US man accused of Kung Fu Panda fraud
A Massachusetts man has been accused of fraud and perjury by prosecutors for allegedly back-dating drawings that he used as evidence to sue DreamWorks.
Jayme Gordon, 51, took out a lawsuit in 2011 against the company behind the Kung Fu Panda films, claiming he had invented the title character.
Prosecutors say Mr Gordon created his scheme after seeing a trailer for the first film in the series in 2008.
His lawyer, Robert Griffin, said his client "maintains his innocence".
Authorities allege Mr Gordon's idea was to make it look like the film was based on sketches he had made for a story he had already written, entitled Panda Power.

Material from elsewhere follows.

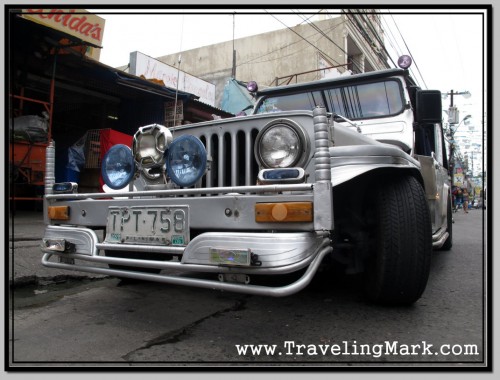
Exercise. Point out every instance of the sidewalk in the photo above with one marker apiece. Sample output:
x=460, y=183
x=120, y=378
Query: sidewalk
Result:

He filed a copyright infringement lawsuit against DreamWorks and suggested a settlement of $12m (£8m), which the company rejected.
Authorities said Mr Gordon had deleted evidence on his computer that he would have been required to hand over under court rules.
It is alleged Mr Gordon had traced some of his panda drawings from a Lion King colouring book published in 1996, dating his own drawings from 1993 and 1994.
When DreamWorks produced this evidence to Mr Gordon, he agreed to dismiss the legal action that had already cost the company $3m (£2m) to defend.
"Mr Gordon went to great lengths to orchestrate and maintain this fraudulent scheme, trying to take credit for ideas he did not come up with," said Boston FBI agent Harold Shaw.
"This case demonstrates the FBI's commitment to root out individuals who try to steal ideas and information from hard-working American companies."
Mr Gordon is charged with four counts of wire fraud and three counts of perjury. If convicted of the most serious charges, he could face up to 20 years in jail.
The original Kung Fu Panda film was released in 2008, with a sequel coming out three years later.
The third film in the computer animated series will be released in January in the US and in March in the UK.